Im vergangenen Quartal haben wir zum Beispiel in Accenture investiert, die als hochwertige, weltweit führende Gesellschaft im Bereich Beratung, Technologie sowie Freisetzung und Wiedereingliederung von Mitarbeitern gilt.

Das Unternehmen konzentriert sich auf Wachstum, um die Führungsrolle bei digitalen Dienstleistungen zu übernehmen. In diesem Bereich plant Accenture, das Wachstum von digitalen Dienstleistungen, Cloud-Dienstleistungen und deren Sicherheit zu steigern. Die bedeutendsten Herausforderungen liegen in erster Linie im Humankapital, mit anderen Worten in der Fähigkeit, IT-Talente zu gewinnen und zu halten, sowie im Schutz und der Sicherheit von privaten Daten.

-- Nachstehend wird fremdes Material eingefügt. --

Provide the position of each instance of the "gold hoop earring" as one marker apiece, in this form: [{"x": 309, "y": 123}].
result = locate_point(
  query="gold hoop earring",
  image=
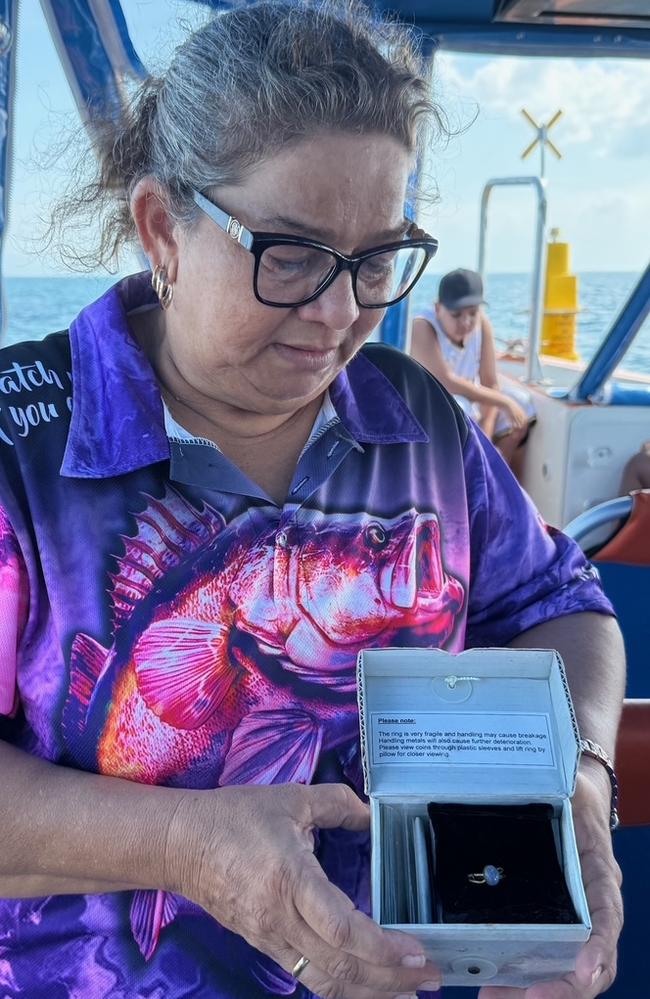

Accenture ist sich darüber im Klaren, welches Risiko für den Ruf der Kunden besteht und welche Auswirkungen es hat, wenn Bestimmungen zum Schutz persönlicher Daten verletzt werden oder es zu Cyber-Angriffen kommt. Deshalb hat das Unternehmen ein globales Datenschutzprogramm eingeleitet, das nach ISO-Standards zertifiziert ist. Mitarbeiter werden für den Umgang mit vertraulichen Daten speziell geschult. Die Tatsache, dass es noch keine schwerwiegenden Zwischenfälle gegeben hat, zeigt, dass das Unternehmen gut gerüstet ist, um diese bedeutende Herausforderung zu meistern. Accenture investiert pro Jahr fast eine Milliarde US-Dollar in die Schulung und Entwicklung ihrer Mitarbeiter mit dem Ziel, die besten Leute zu gewinnen und zu halten. In dieser Hinsicht hebt sich das Unternehmen von seinen Mitbewerbern ab.